Большое значение в послеубойной диагностике имеет молекулярно-генетический метод. ПЦР применяют при неполной патолого-анатомической картине, которая затрудняет постановку диагноза. Данный метод позволяет выявить в тканях органов и мышцах животного ДНК провируса ВЛКРС, который встроен в геном клетки хозяина. В то же время ПЦР имеет ряд недостатков: высокая стоимость исследований, необходимость соблюдать температурные параметры внешней среды, неспецифические реакции и др.
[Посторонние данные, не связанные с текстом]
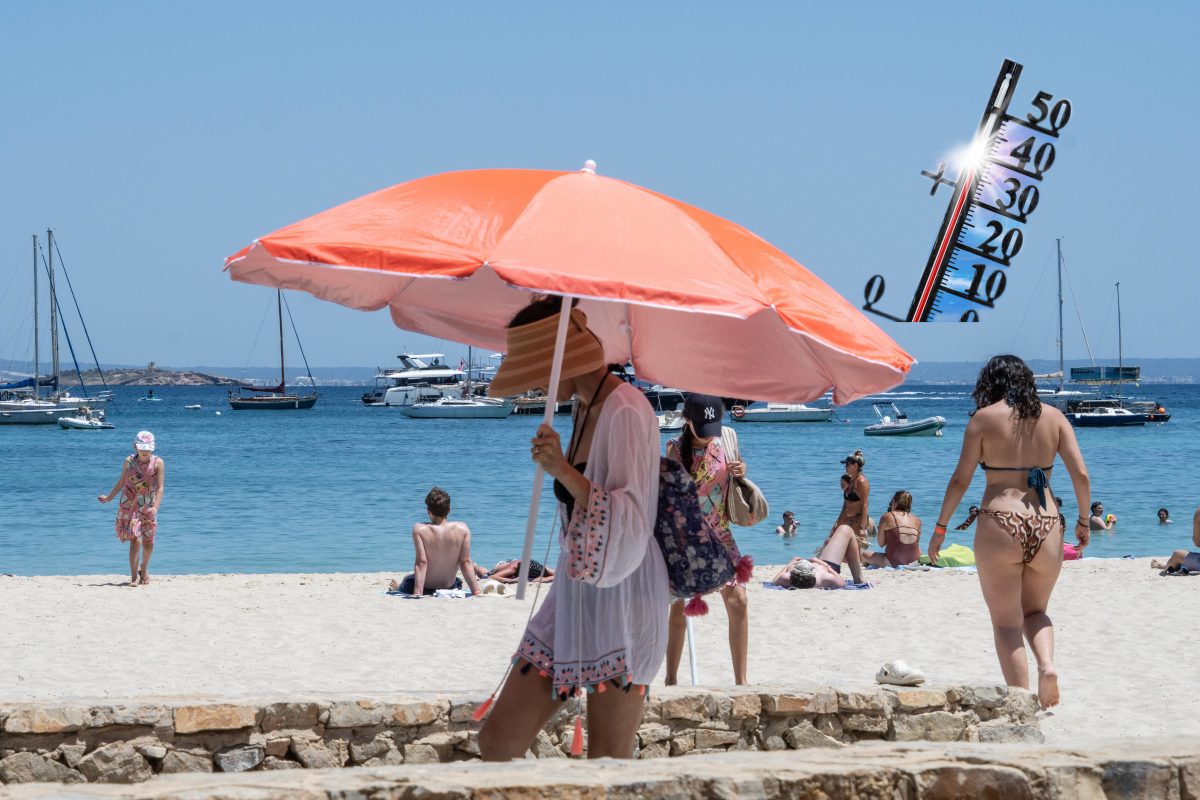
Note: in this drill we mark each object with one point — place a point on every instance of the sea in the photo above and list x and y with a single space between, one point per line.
339 487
В исследованиях, проведенных ранее, был применен серологический способ послеубойной диагностики лейкоза крупного рогатого скота. С помощью РИД выявлялись антитела к антигену ВЛКРС в мышечно-тканевой жидкости (в плазме и лимфе), полученной из туш и субпродуктов послеубойных животных [18][19]. Несмотря на существенные преимущества предложенного метода послеубойной диагностики (низкая стоимость набора, легкость в постановке реакции и т. д.), он имеет немало недостатков. К ним относятся: сроки постановки РИД (учет реакции проводится только через 48 ч), низкая чувствительность реакции, вероятность получения сомнительных результатов реакции (возникновение перекрестных реакций) [20].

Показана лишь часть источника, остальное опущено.